The Biometrics Weekly

Holm, Hochberg, and Rank-Based Co-Primary Methods Each Gain Formal Extensions in One Cycle

Multiple FWER-controlling procedures have landed simultaneously — filling genuine gaps in the co-primary toolkit while raising a shared question regulators haven't yet answered.

  • Multiplicity & multiple endpoints
  • Regulatory
  • Methodology Frontier

Four methodological papers arrived in the same publication cycle, each extending a different corner of the multiplicity toolkit for trials with multiple or co-primary endpoints. That kind of clustering is either coincidence or a sign that the field has been sitting on the same unmet needs long enough for several groups to address them at once. Either way, biometrics teams designing protocols now have more options — and more pre-specification obligations — than they did a year ago.

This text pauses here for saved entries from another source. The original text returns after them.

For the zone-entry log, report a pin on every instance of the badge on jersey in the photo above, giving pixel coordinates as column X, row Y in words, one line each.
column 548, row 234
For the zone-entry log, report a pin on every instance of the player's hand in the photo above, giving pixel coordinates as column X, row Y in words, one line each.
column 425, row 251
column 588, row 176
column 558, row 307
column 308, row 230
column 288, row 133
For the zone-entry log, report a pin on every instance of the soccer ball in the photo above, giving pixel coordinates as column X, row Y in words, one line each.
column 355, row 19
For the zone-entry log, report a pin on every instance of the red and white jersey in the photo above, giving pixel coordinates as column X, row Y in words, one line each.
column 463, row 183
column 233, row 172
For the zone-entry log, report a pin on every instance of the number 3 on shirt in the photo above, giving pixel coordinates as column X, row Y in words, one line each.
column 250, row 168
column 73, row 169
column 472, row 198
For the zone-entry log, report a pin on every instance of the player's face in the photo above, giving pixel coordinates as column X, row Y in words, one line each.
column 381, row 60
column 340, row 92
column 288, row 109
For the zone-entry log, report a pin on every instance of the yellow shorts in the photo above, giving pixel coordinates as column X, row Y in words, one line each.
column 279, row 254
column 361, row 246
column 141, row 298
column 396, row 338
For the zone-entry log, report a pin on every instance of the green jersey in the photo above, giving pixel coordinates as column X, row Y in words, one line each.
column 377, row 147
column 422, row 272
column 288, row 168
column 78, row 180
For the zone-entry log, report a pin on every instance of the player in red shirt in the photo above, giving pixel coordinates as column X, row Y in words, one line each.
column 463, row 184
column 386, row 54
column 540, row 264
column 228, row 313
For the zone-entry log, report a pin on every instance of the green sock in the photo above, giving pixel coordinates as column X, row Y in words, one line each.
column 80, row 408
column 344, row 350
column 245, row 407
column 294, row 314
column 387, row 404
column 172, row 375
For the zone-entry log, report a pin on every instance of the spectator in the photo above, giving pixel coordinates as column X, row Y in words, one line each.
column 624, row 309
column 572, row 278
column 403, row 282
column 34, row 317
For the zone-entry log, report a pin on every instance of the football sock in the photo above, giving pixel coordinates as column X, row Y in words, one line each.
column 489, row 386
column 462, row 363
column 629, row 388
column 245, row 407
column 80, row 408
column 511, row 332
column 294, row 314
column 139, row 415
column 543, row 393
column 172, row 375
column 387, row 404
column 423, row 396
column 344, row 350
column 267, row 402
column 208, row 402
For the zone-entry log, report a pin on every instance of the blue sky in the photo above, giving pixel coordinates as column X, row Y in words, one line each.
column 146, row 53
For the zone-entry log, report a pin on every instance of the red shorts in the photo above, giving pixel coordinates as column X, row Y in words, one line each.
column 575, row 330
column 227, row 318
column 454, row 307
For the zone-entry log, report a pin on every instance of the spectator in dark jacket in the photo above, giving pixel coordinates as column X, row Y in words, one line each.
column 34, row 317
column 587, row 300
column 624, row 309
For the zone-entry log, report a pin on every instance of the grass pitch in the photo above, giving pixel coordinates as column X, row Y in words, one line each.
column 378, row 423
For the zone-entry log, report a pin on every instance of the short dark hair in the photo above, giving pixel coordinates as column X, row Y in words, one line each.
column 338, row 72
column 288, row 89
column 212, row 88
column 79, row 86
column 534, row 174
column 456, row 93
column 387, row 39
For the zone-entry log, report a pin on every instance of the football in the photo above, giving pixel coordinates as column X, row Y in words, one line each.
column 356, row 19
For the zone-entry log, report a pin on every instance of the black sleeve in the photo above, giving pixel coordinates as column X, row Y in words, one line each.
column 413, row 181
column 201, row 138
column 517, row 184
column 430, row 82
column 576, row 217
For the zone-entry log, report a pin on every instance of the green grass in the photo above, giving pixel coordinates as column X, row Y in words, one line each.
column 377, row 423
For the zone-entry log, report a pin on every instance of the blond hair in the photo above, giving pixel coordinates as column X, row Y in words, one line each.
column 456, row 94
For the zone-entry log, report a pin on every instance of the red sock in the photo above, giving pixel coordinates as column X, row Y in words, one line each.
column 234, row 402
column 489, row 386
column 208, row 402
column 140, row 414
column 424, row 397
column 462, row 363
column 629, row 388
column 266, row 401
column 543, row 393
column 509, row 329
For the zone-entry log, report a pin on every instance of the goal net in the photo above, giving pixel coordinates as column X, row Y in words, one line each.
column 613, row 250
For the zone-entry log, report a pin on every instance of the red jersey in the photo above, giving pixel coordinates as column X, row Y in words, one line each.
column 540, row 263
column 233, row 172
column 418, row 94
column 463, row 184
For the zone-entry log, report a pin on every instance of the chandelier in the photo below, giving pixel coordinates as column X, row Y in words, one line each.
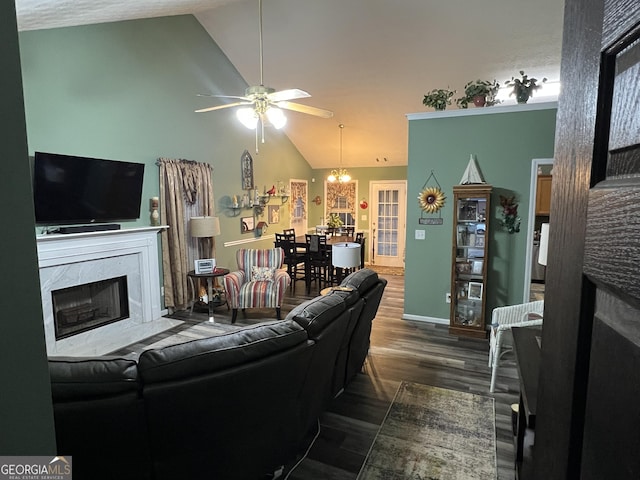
column 339, row 175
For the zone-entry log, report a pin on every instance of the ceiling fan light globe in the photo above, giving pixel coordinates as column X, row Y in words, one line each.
column 276, row 117
column 247, row 117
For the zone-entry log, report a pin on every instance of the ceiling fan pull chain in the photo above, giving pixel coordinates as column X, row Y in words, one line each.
column 260, row 30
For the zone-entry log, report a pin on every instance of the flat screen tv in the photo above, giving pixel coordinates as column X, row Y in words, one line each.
column 75, row 190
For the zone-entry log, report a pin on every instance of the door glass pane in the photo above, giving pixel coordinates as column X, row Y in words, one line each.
column 388, row 221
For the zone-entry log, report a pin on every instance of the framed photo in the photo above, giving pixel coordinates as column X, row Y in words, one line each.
column 206, row 265
column 247, row 224
column 476, row 267
column 463, row 267
column 274, row 214
column 247, row 170
column 468, row 210
column 475, row 291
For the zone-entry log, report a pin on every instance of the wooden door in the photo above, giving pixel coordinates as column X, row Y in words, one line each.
column 543, row 194
column 588, row 423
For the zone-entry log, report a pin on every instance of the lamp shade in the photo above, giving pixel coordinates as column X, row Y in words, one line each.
column 345, row 255
column 544, row 244
column 204, row 226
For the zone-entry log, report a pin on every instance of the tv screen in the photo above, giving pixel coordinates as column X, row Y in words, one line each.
column 73, row 190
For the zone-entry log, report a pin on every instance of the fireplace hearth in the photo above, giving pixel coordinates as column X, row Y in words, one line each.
column 84, row 307
column 92, row 324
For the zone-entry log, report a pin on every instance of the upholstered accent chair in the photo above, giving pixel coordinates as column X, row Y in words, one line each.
column 259, row 282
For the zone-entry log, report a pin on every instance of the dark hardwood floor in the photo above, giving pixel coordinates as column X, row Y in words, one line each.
column 414, row 351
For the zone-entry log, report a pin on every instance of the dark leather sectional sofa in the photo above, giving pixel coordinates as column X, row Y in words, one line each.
column 235, row 406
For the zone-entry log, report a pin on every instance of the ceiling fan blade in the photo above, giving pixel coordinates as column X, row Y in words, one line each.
column 298, row 107
column 290, row 94
column 210, row 95
column 220, row 107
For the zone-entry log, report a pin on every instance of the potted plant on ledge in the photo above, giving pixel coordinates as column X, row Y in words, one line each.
column 523, row 87
column 438, row 98
column 479, row 92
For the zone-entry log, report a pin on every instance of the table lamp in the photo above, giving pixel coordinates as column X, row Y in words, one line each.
column 205, row 227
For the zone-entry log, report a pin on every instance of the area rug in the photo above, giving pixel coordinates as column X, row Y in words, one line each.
column 432, row 433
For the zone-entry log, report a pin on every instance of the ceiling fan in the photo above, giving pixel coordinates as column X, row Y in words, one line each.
column 263, row 104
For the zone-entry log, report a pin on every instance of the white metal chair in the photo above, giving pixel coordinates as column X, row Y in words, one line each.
column 505, row 318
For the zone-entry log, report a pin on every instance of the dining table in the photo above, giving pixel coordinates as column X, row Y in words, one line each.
column 301, row 242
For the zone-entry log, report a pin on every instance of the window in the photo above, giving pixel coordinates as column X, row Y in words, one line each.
column 341, row 200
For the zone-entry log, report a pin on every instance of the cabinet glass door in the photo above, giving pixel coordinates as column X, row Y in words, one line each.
column 469, row 261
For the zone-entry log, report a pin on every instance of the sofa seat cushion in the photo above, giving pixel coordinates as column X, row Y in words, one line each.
column 208, row 355
column 77, row 378
column 315, row 314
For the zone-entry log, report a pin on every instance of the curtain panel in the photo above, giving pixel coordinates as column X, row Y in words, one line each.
column 186, row 190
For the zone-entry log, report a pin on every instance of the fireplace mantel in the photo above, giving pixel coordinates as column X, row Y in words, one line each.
column 78, row 258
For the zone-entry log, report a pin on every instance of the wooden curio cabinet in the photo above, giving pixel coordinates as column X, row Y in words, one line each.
column 469, row 259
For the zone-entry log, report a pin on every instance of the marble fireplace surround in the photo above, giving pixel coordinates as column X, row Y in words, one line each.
column 79, row 258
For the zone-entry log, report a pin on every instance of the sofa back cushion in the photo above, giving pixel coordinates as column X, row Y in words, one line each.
column 213, row 354
column 370, row 287
column 362, row 280
column 225, row 407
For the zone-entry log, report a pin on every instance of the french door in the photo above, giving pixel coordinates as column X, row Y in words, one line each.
column 388, row 213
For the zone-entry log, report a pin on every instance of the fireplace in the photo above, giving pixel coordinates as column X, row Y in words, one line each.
column 90, row 305
column 100, row 291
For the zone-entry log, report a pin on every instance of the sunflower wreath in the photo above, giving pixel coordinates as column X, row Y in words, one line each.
column 431, row 199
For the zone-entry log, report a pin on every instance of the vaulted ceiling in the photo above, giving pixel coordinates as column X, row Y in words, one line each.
column 368, row 61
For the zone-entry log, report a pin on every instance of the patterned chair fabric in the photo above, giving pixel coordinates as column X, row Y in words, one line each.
column 259, row 282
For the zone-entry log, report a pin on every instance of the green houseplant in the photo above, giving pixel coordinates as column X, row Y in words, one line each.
column 523, row 87
column 479, row 92
column 438, row 98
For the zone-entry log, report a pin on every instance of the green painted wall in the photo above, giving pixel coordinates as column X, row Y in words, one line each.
column 504, row 145
column 127, row 91
column 26, row 418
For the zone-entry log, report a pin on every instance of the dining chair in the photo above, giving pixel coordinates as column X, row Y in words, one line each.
column 293, row 258
column 319, row 267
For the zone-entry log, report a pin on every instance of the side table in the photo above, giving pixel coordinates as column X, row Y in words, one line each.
column 217, row 272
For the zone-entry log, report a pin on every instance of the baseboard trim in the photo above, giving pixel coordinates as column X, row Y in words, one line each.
column 422, row 318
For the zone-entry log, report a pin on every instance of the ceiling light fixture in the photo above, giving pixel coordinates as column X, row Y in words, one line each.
column 339, row 175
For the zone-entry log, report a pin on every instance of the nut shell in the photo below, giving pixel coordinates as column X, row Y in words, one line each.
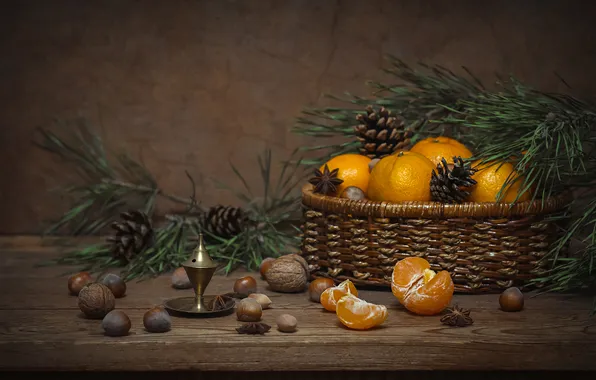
column 116, row 323
column 286, row 323
column 262, row 299
column 265, row 265
column 245, row 285
column 96, row 300
column 249, row 310
column 116, row 284
column 77, row 281
column 298, row 258
column 287, row 275
column 157, row 320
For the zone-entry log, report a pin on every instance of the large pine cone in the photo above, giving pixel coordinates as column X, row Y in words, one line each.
column 133, row 235
column 224, row 221
column 381, row 133
column 450, row 182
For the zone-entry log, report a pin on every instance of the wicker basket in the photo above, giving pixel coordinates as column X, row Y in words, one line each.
column 486, row 247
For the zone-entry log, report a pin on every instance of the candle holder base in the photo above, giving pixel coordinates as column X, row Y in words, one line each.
column 187, row 306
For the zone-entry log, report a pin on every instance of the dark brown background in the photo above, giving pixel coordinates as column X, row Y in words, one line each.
column 188, row 84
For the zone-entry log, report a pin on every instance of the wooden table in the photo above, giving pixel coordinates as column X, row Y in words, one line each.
column 41, row 327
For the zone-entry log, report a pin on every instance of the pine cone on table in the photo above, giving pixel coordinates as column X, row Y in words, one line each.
column 224, row 221
column 134, row 234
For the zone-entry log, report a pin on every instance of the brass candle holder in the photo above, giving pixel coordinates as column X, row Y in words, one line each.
column 200, row 269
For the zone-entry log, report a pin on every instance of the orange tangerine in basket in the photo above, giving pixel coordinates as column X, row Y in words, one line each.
column 358, row 314
column 420, row 289
column 331, row 295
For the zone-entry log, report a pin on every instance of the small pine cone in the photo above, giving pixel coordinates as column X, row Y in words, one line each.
column 224, row 221
column 450, row 182
column 381, row 133
column 134, row 234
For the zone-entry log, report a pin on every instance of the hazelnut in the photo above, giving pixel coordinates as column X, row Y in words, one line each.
column 286, row 323
column 262, row 299
column 157, row 320
column 116, row 323
column 180, row 279
column 354, row 193
column 287, row 275
column 298, row 258
column 249, row 310
column 372, row 163
column 265, row 265
column 116, row 284
column 512, row 299
column 96, row 300
column 77, row 281
column 245, row 285
column 318, row 286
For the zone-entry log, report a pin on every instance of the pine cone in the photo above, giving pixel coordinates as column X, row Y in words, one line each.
column 449, row 183
column 224, row 221
column 133, row 235
column 381, row 133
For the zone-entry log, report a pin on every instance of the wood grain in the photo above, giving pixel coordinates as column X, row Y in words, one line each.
column 42, row 328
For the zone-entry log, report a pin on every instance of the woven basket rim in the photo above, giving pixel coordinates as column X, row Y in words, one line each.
column 384, row 209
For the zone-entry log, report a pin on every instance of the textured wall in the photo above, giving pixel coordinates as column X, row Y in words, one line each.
column 185, row 85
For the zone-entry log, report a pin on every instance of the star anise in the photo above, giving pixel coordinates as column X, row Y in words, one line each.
column 326, row 182
column 253, row 328
column 220, row 302
column 457, row 316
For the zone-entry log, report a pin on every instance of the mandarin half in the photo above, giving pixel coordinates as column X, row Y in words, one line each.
column 358, row 314
column 331, row 295
column 419, row 289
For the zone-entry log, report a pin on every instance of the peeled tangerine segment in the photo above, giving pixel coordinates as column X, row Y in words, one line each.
column 330, row 296
column 419, row 289
column 358, row 314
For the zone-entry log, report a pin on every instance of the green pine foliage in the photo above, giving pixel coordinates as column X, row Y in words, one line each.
column 106, row 187
column 549, row 137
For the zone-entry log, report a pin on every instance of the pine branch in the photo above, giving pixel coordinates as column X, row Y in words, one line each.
column 265, row 236
column 424, row 98
column 270, row 215
column 103, row 188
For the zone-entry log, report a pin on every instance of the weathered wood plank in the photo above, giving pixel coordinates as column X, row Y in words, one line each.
column 62, row 340
column 42, row 328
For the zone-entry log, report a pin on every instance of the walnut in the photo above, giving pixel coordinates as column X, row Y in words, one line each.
column 288, row 274
column 96, row 300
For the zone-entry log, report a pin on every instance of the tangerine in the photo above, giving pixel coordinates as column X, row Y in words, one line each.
column 419, row 289
column 358, row 314
column 330, row 296
column 436, row 148
column 490, row 179
column 353, row 170
column 404, row 176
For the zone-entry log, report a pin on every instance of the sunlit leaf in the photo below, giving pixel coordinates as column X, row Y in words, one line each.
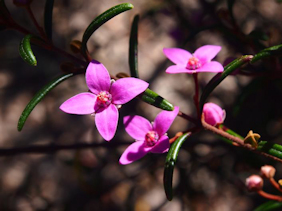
column 101, row 19
column 48, row 16
column 133, row 48
column 156, row 100
column 39, row 96
column 170, row 163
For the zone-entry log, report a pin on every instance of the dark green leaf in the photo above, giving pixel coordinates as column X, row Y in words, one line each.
column 101, row 19
column 270, row 205
column 48, row 14
column 39, row 96
column 156, row 100
column 26, row 52
column 170, row 163
column 272, row 51
column 133, row 48
column 218, row 78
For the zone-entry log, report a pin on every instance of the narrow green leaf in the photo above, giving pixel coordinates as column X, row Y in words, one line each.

The most immediately useful entry is the k-of-n Holm extension (JBS, Vol. 36 Issue 3, May 2026, pp. 419–437), which formalises a “reject at least k out of n” multiple testing procedure with proven strong FWER control, an optimality property (uniformly most powerful within the valid k-of-n class), and simultaneous confidence regions. Classical Holm targets rejection of at least one hypothesis; max-p demands all of them; this sits between those poles and maps directly onto how sponsors actually define trial success when two of three co-primaries must be significant. The validity proofs and confidence regions make a submission argument tractable, though neither FDA’s 2022 Multiple Endpoints guidance nor EMA’s Points to Consider explicitly endorses the “reject at least k” formulation — meaning the first sponsor to use it will be doing some regulatory groundwork.

A companion JBS paper generalises further, proposing “free” stepwise extensions spanning the continuum between Holm and max-p and claiming improved or equivalent power for co-primary settings without additional alpha penalty. The “for free” framing deserves scrutiny of the fine print, but the unifying framework across existing procedures is genuinely useful for SAP justification.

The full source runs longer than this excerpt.